Other forms of energy transition technologies that the firm is studying include electrolysers, hydrogen carriers, next-generation gas turbines, and carbon capture technology.
ASSESSING THE RISKS
In assessing the viability of each technology investment, Tham looks at factors such as the risks involved, performance limits, unit costs for deployment, market acceptance, competition, and the potential investee company’s research and development strategy.
The importance of emerging climate technologies such as green hydrogen was also mentioned by Singapore’s senior minister and national security coordinating minister Teo Chee Hean in his opening remarks, in which he called on the private sector to play an active role in sustainability.
Meanwhile, a report by Bain & Co and Temasek, with input from Microsoft, presented at the event found that Southeast Asia is falling short in its decarbonisation efforts and that more climate action investments would be required by the region to reach net-zero goals.
“We remain bullish on the US$1 trillion economic opportunities in Southeast Asia, but we need to step up as a region to strengthen the investable market and increase green capital flows,” said Dale Hardcastle, partner and director of the global sustainability innovation center (GSIC) at Bain & Company.
OUTDATED INFRASTRUCTURE POSES BOTTLENECKS
In Tham’s opinion, there is no shortage of capital for new renewable energy projects generally, but outdated infrastructures such as power grids and the lack of storage capabilities are holding back the progress on decarbonisation.
“There’s a lot of capital going in.
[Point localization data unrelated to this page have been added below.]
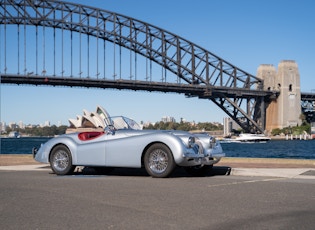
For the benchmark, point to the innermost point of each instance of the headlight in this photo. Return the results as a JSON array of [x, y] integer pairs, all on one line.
[[191, 141]]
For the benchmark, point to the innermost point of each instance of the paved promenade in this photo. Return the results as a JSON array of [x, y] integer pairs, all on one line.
[[288, 168]]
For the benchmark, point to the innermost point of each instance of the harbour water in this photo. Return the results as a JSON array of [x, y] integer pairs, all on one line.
[[294, 149]]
I think for the last 18 months, close to US$80 billion has gone into climate tech … a substantial portion has gone into specifically renewable energies,” he said.
However, the current power grids are ill-equipped to cope with the connectivity and transmission demands from the new renewable energy sources - such as solar and wind - thus creating a bottleneck in the system, he said.
He said the average waiting time for a new energy project to be connected to the power grid in the US is about four years.
Grid expansion and energy storage are two sides of the same coin, according to Alfred Wang, co-founder and chief executive of Alpha-ESS, a global energy storage solution and service provider, who spoke at the same panel.
One of the solutions to the twin problem is government regulation and incentives, he said.
“In Europe, there are right now a lot of policy regulations and subsidies to [promote] renewable [energy] and storage,” he said, adding that Germany has laws requiring companies to comply with mandatory energy storage capabilities.